Não é necessário fazer comparações entre elencos. Seria inócuo listar Barcelona, Chelsea, Holanda, Rússia ou qualquer grande time-seleção da Europa que se utilize do 4-3-3, ao lado do Santos. E quem critica o time de Dorival Júnior amparado neste contraste se perde. Também não contribui a comparação entre campeonatos e adversários, afinal, ela está atrelada à qualidade dos jogadores. Essa tentativa de desqualificar o 4-3-3 santista é vazia.
A comparação é tática. O Santos joga no 4-3-3 com triângulo de base alta no meio-campo – um volante, e dois meias. A estratégia permite o apoio de ambos os laterais, e a passagem do único volante. Todos os jogadores têm qualidade técnica e mobilidade para sincronizar alternâncias de posicionamento, trocas de funções, tabelas e uma enormidade de movimentos que fica difícil listar.
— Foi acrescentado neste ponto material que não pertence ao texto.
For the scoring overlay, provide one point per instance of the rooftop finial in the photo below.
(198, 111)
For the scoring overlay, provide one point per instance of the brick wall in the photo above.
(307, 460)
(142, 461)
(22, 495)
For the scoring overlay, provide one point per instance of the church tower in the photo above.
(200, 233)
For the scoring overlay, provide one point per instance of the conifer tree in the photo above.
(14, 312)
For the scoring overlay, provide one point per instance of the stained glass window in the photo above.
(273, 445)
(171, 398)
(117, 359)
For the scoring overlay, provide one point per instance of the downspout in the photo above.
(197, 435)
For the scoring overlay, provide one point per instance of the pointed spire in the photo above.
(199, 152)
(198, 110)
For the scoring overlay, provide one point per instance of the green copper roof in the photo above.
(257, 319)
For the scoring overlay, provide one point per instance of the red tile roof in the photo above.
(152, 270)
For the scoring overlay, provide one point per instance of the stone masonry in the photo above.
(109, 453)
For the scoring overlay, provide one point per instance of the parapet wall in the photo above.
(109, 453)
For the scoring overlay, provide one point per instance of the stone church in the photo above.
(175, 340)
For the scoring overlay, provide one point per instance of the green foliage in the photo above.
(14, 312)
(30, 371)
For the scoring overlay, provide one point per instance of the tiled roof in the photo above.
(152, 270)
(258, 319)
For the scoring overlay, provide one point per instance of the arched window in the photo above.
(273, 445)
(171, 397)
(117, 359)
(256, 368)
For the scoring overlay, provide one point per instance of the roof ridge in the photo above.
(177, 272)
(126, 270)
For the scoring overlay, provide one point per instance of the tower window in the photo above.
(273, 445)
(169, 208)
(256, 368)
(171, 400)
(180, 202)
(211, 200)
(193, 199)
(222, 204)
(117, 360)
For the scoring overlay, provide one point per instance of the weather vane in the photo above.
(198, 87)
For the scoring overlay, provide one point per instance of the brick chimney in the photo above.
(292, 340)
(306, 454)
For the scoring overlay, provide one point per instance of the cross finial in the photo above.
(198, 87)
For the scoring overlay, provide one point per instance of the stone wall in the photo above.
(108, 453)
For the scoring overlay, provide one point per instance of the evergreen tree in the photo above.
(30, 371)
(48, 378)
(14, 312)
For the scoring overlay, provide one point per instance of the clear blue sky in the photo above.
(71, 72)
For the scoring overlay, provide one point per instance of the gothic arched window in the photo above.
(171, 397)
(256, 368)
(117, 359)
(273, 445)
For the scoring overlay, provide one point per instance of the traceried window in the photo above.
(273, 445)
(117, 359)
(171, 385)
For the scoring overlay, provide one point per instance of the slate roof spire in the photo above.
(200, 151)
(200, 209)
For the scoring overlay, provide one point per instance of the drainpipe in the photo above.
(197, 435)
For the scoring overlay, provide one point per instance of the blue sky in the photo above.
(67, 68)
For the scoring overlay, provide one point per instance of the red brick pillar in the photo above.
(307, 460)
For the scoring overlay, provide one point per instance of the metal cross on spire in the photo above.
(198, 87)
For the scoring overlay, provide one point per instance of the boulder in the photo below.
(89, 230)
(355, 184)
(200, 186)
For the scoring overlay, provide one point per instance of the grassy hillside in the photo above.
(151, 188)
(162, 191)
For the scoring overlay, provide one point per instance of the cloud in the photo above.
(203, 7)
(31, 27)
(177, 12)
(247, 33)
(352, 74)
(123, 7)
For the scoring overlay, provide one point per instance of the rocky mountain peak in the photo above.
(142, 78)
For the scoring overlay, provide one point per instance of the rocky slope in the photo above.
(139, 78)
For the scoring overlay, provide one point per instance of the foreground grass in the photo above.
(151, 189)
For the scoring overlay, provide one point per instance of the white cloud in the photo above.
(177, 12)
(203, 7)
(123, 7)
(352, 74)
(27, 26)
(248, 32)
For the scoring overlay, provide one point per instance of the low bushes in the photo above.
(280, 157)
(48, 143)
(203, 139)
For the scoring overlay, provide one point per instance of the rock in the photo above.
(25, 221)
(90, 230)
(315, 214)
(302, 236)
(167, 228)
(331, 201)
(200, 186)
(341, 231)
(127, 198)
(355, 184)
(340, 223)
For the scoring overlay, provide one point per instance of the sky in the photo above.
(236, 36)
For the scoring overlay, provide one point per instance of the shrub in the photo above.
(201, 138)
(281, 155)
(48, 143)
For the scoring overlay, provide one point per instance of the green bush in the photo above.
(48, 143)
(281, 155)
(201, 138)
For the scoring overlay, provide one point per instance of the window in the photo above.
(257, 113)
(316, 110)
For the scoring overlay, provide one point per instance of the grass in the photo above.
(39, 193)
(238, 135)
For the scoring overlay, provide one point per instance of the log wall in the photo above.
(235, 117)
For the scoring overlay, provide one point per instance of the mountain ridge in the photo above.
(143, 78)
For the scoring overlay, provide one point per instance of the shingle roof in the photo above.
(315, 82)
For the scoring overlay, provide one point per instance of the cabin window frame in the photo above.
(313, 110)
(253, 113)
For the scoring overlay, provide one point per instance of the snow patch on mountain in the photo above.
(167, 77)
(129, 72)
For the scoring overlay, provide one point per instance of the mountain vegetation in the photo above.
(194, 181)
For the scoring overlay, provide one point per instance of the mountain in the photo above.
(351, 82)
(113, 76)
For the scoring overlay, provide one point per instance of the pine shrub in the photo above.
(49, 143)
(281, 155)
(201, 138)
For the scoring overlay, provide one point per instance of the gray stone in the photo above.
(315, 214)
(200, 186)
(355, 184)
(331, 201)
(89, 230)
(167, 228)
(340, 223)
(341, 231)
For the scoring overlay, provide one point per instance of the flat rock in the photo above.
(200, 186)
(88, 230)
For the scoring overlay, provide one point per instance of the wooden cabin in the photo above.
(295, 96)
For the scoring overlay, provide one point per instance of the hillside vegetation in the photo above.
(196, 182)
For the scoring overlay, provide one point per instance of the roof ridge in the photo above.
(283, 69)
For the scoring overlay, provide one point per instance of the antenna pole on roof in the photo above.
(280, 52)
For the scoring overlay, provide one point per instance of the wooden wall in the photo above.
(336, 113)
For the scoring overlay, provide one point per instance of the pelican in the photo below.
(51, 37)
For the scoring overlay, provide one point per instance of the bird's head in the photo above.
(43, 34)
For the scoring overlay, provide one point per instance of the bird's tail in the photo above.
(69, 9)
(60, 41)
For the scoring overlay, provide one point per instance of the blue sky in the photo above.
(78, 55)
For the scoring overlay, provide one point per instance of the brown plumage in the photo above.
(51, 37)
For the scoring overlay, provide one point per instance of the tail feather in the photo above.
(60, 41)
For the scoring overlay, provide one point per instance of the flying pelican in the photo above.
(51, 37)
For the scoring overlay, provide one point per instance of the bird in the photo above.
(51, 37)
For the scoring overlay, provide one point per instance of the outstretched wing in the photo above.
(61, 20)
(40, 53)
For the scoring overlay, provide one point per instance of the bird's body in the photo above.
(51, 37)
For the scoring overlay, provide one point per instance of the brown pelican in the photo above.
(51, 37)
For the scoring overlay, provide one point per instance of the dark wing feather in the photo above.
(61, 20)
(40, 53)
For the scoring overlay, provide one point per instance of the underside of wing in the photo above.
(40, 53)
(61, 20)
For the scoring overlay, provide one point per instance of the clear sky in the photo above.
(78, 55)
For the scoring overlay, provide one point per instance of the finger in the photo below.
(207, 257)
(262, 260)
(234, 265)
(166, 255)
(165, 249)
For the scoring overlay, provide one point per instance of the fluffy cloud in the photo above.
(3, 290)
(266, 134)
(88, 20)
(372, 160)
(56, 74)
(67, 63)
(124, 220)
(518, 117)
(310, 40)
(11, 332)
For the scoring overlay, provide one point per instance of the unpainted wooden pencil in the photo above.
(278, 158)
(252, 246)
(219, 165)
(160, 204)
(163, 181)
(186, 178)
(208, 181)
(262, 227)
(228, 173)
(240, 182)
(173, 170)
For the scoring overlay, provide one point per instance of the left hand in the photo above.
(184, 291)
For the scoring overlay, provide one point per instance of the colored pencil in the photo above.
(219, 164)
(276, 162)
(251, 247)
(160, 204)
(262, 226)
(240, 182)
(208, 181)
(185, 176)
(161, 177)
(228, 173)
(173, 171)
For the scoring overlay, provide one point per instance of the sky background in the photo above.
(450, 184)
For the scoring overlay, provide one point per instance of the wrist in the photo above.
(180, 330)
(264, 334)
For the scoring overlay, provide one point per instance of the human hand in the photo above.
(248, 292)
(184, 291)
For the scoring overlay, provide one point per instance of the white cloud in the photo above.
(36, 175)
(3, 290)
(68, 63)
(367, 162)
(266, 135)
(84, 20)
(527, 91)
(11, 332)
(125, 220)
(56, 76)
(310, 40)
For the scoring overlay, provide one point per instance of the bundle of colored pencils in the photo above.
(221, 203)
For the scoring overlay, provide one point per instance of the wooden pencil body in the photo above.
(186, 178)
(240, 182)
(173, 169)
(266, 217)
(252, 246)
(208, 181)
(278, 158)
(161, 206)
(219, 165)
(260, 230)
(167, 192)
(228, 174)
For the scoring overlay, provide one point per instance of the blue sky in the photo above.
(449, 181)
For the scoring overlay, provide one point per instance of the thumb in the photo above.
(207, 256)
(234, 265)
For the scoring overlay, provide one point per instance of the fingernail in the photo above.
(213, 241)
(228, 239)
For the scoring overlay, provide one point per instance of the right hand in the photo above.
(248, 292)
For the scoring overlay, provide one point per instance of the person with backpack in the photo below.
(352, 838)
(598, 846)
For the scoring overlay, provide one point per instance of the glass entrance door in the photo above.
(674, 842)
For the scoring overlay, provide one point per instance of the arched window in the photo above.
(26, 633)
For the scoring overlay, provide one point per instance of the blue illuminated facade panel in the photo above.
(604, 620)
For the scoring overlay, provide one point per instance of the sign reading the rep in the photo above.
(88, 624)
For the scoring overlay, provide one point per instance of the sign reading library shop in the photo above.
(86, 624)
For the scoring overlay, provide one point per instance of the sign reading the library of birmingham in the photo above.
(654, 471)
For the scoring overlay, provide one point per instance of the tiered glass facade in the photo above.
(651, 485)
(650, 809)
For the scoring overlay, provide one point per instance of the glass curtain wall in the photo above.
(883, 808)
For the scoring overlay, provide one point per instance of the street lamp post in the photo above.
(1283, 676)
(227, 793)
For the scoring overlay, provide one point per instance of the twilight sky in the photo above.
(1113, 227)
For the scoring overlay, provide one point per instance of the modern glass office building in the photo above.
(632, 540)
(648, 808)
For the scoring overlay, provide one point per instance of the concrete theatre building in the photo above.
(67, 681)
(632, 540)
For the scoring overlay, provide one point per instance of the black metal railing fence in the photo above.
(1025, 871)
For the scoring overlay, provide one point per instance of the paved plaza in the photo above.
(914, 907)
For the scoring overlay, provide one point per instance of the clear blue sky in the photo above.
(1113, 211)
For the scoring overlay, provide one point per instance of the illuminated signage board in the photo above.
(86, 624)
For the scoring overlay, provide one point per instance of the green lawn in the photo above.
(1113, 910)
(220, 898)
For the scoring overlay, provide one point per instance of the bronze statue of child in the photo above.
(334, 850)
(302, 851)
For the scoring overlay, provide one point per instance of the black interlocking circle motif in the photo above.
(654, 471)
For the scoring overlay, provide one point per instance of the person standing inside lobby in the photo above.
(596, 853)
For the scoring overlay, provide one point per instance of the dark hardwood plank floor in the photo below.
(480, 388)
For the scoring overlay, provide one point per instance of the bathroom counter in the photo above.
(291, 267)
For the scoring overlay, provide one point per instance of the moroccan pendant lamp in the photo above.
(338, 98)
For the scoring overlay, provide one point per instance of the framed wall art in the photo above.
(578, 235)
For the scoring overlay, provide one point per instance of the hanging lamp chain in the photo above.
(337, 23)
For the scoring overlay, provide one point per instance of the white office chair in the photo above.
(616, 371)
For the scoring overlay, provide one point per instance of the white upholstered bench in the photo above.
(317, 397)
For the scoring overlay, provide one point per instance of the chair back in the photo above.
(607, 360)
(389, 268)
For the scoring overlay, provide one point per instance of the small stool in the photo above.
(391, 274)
Exatamente como fazem todas as equipes que se utilizam do até então – no Brasil – sepultado 4-3-3. Sistema que Mourinho diz ser o mais completo porque proporciona, segundo ele, a mais equilibrada ocupação de espaços em todos os setores.
O futebol brasileiro, sempre permissivo com as tendências táticas lançadas na Europa, vacinou-se contra o aporte do 4-3-3 por aqui. Não se deixou influenciar por Barcelona, Chelsea, Guus Hiddink, ou qualquer outro clube, seleção ou treinador adepto dos três atacantes. O Santos furou o bloqueio dos defensivistas. O Santos é tipo um vírus que corrompe o enrijecimento das nossas análises. Que o futebol brasileiro se deixe influenciar por esta tendência.